OBST.  Tush! said Obstinate, away with your book; will you 
go back with us or no? 
 
CHR.  No, not I, said the other, because I have laid my hand 
to the plough.  [Luke 9:62] 
 
{22} 
OBST.  Come, then, neighbour Pliable, let us turn again, and go home 
without him; there is a company of these crazy-headed coxcombs, that, 
when they take a fancy by the end, are wiser in their own eyes 
than seven men that can render a reason.  [Prov. 26:16] 
 
PLI.  Then said Pliable, Don't revile; if what the good Christian says 
is true, the things he looks after are better than ours: 
my heart inclines to go with my neighbour. 
 
OBST.  What! more fools still!
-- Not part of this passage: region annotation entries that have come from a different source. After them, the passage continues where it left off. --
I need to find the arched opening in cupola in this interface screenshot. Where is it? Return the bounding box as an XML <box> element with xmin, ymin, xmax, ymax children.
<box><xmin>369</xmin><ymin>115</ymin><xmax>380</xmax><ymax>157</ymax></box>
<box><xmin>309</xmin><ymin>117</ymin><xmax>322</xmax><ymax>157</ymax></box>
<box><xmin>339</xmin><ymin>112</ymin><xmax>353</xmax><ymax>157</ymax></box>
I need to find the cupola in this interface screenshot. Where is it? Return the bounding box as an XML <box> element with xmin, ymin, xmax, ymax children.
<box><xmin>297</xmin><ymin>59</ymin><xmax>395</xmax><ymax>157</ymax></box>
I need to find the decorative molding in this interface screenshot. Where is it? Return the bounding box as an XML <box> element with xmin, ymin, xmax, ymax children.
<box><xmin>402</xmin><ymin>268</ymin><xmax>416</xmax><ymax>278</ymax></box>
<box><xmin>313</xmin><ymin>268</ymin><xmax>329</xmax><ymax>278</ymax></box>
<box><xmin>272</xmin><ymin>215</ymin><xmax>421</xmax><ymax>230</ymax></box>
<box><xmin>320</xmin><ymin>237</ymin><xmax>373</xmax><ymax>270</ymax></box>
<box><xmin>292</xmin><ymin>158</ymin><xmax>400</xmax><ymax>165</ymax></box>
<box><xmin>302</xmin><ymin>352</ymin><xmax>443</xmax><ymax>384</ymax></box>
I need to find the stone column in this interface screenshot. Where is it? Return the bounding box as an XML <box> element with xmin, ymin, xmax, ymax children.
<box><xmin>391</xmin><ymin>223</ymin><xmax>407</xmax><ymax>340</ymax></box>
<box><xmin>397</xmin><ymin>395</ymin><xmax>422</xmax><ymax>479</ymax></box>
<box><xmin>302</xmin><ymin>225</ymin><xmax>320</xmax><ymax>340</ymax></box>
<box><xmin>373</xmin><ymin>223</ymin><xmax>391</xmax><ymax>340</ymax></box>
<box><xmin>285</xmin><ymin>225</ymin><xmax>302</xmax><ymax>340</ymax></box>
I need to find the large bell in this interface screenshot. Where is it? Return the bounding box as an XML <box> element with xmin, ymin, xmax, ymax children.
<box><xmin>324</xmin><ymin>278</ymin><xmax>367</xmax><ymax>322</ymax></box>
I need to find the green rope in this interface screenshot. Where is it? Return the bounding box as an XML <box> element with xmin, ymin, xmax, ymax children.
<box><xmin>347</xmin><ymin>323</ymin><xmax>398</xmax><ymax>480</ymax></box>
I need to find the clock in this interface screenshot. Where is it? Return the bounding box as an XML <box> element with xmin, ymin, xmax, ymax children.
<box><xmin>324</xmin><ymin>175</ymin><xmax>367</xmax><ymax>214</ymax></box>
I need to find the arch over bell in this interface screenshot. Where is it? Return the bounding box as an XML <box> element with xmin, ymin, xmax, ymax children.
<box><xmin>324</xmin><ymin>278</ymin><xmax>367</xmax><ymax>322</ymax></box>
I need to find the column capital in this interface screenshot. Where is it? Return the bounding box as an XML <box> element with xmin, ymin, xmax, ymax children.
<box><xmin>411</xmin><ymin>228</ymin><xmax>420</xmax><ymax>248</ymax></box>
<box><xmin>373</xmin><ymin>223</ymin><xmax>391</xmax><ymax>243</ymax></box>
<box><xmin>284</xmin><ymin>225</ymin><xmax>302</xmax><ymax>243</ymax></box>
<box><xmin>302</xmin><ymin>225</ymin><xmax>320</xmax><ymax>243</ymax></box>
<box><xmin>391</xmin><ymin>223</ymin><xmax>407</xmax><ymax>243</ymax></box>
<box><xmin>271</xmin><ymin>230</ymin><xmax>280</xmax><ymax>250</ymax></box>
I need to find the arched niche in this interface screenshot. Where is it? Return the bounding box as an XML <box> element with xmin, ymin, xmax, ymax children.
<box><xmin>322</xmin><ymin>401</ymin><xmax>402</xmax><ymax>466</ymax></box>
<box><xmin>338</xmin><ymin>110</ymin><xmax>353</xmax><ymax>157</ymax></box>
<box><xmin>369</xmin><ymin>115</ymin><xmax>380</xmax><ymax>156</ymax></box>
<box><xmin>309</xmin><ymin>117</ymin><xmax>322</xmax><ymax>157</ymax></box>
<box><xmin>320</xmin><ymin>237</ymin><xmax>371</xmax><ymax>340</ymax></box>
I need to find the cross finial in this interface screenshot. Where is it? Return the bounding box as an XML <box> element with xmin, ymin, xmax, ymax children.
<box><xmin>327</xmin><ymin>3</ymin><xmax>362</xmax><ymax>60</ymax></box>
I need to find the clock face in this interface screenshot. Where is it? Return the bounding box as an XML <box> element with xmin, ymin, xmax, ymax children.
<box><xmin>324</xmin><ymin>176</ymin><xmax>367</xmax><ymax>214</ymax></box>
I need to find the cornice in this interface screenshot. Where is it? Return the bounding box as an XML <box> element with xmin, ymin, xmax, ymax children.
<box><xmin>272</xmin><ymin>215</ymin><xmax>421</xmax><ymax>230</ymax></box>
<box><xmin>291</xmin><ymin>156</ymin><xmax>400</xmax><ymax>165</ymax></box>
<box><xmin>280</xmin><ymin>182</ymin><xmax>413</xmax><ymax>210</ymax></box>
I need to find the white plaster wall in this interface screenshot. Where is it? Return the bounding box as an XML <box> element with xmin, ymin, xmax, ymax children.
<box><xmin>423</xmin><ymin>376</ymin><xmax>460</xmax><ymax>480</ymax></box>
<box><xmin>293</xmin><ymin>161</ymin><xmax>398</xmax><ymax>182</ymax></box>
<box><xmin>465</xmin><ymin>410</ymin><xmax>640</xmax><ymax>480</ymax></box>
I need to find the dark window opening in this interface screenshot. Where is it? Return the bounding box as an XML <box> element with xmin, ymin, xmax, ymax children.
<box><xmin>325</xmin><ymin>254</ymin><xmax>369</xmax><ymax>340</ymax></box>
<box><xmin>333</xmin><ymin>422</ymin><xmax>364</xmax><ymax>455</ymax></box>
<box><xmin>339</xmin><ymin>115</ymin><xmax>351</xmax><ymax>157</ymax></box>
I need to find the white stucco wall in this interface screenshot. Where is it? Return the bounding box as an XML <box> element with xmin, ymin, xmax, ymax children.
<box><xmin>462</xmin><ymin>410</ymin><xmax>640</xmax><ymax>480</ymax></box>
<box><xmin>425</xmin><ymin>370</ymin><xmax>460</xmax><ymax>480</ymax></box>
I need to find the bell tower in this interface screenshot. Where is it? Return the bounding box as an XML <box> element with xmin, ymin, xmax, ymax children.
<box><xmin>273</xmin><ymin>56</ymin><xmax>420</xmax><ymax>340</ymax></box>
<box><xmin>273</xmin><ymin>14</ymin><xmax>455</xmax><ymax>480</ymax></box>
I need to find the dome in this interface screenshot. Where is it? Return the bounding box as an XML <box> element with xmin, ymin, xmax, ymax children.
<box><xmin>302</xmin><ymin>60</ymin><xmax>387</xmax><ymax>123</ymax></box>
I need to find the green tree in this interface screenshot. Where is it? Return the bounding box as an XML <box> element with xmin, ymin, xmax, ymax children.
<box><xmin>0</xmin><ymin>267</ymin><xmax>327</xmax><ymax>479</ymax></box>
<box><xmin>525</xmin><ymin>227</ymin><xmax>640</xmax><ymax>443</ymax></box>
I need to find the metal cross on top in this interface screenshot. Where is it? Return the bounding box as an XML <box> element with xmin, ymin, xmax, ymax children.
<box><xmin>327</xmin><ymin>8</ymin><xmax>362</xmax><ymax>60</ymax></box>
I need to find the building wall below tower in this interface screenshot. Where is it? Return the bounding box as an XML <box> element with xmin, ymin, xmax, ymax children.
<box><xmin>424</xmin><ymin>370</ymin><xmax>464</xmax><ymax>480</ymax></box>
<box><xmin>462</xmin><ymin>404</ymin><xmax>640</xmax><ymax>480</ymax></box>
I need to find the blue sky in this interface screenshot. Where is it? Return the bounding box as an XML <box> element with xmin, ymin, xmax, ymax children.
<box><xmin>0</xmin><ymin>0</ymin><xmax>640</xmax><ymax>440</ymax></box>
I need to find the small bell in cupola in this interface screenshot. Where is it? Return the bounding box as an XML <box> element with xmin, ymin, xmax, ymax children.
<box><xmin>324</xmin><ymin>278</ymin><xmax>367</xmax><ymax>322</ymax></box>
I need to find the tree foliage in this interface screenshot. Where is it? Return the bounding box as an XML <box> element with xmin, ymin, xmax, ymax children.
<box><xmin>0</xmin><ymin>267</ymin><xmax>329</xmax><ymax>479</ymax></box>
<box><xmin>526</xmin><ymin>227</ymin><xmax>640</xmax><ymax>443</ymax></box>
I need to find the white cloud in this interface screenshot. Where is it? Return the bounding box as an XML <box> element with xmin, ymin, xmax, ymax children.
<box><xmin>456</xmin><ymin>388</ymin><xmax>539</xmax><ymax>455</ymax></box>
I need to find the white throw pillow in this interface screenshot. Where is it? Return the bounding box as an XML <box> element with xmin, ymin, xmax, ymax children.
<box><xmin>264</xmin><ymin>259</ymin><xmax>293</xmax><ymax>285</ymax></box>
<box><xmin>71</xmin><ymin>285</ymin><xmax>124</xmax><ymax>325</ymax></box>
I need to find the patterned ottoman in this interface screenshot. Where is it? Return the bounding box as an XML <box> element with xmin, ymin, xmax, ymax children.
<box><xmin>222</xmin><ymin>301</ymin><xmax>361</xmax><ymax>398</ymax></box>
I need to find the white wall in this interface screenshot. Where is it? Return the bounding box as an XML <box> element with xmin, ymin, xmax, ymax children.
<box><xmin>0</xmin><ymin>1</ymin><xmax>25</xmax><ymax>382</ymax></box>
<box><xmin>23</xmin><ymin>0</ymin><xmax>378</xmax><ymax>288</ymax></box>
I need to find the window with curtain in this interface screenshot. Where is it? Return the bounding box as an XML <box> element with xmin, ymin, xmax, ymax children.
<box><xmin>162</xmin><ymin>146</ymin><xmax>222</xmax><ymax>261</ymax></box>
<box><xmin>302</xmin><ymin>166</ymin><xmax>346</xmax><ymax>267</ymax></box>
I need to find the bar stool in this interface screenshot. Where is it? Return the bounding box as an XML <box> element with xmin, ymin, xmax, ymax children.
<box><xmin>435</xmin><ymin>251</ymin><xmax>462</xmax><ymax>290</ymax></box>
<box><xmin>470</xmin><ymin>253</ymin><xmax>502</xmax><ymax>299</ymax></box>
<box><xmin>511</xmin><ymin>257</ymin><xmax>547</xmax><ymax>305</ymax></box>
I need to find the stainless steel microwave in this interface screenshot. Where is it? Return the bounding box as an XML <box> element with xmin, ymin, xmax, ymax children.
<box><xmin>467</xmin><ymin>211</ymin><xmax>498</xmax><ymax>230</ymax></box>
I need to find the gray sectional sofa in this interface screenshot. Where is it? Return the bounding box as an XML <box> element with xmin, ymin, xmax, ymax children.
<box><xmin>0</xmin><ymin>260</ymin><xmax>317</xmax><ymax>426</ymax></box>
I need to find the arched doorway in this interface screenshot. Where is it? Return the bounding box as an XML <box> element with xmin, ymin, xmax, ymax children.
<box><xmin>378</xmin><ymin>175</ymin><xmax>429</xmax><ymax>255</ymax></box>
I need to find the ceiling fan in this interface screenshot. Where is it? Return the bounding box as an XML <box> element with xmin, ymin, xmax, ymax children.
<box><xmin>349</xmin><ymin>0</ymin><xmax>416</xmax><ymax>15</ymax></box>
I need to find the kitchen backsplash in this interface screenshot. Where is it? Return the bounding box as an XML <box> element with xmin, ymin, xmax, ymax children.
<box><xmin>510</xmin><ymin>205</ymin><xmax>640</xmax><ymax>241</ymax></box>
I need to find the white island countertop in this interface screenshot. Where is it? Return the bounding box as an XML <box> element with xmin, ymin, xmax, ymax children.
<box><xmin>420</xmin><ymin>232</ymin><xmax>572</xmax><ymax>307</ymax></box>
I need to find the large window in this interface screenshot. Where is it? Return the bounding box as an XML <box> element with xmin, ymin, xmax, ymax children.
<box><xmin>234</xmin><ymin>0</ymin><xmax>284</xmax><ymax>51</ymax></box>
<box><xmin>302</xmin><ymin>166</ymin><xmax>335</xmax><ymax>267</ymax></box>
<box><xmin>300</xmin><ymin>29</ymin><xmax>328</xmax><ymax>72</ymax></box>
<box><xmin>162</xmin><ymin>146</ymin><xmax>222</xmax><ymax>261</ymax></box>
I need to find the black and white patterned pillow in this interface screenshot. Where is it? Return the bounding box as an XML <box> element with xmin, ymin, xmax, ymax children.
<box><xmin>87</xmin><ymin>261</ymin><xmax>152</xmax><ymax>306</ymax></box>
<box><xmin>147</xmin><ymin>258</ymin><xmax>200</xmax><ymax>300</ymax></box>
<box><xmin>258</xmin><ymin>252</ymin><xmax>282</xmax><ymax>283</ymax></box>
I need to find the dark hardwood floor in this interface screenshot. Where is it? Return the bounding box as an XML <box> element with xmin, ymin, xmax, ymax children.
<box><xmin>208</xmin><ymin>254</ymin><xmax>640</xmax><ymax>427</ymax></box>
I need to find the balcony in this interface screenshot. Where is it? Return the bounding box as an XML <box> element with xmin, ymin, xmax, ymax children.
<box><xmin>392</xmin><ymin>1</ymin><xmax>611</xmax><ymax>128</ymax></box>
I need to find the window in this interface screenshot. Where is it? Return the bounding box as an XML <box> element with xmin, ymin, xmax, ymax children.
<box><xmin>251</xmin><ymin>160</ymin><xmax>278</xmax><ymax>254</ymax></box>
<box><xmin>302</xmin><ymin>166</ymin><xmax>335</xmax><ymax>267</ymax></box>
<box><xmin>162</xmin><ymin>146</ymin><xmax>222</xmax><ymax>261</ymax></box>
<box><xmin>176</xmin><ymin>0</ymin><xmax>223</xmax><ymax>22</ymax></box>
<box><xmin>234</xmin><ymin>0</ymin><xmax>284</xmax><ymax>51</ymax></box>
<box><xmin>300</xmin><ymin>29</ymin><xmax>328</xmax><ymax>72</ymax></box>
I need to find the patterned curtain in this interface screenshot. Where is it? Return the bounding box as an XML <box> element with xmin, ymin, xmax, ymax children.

Be ruled by me, and go back; 
who knows whither such a brain-sick fellow will lead you?  Go back, 
go back, and be wise. 
 
{23} 
 
CHR.  Nay, but do thou come with thy neighbour, Pliable; 
there are such things to be had which I spoke of, and many 
more glorious besides.  If you believe not me, read here in this book; 
and for the truth of what is expressed therein, behold, all is confirmed 
by the blood of Him that made it.  [Heb. 9:17-22; 13:20] 
 
PLI.  Well, neighbour Obstinate, said Pliable,  I begin to come to a point; I intend to go along 
with this good man, and to cast in my lot with him:  but, 
my good companion, do you know the way to this desired place? 
 
{24} 
CHR.  I am directed by a man, whose name is Evangelist, 
to speed me to a little gate that is before us, where we shall receive 
instructions about the way. 
 
PLI.  Come, then, good neighbour, let us be going.  Then they went 
both together. 
 
OBST.  And I will go back to my place, said Obstinate; 
 I will be no companion of such misled, 
fantastical fellows. 
 
{25} 
Now, I saw in my dream, that when Obstinate was gone back, 
Christian and Pliable went talking over the plain; and thus they began 
their discourse.   
 
{26} 
CHR.  Come, neighbour Pliable, how do you do?  I am glad you are 
persuaded to go along with me.  Had even Obstinate himself but felt 
what I have felt of the powers and terrors of what is yet unseen, 
he would not thus lightly have given us the back.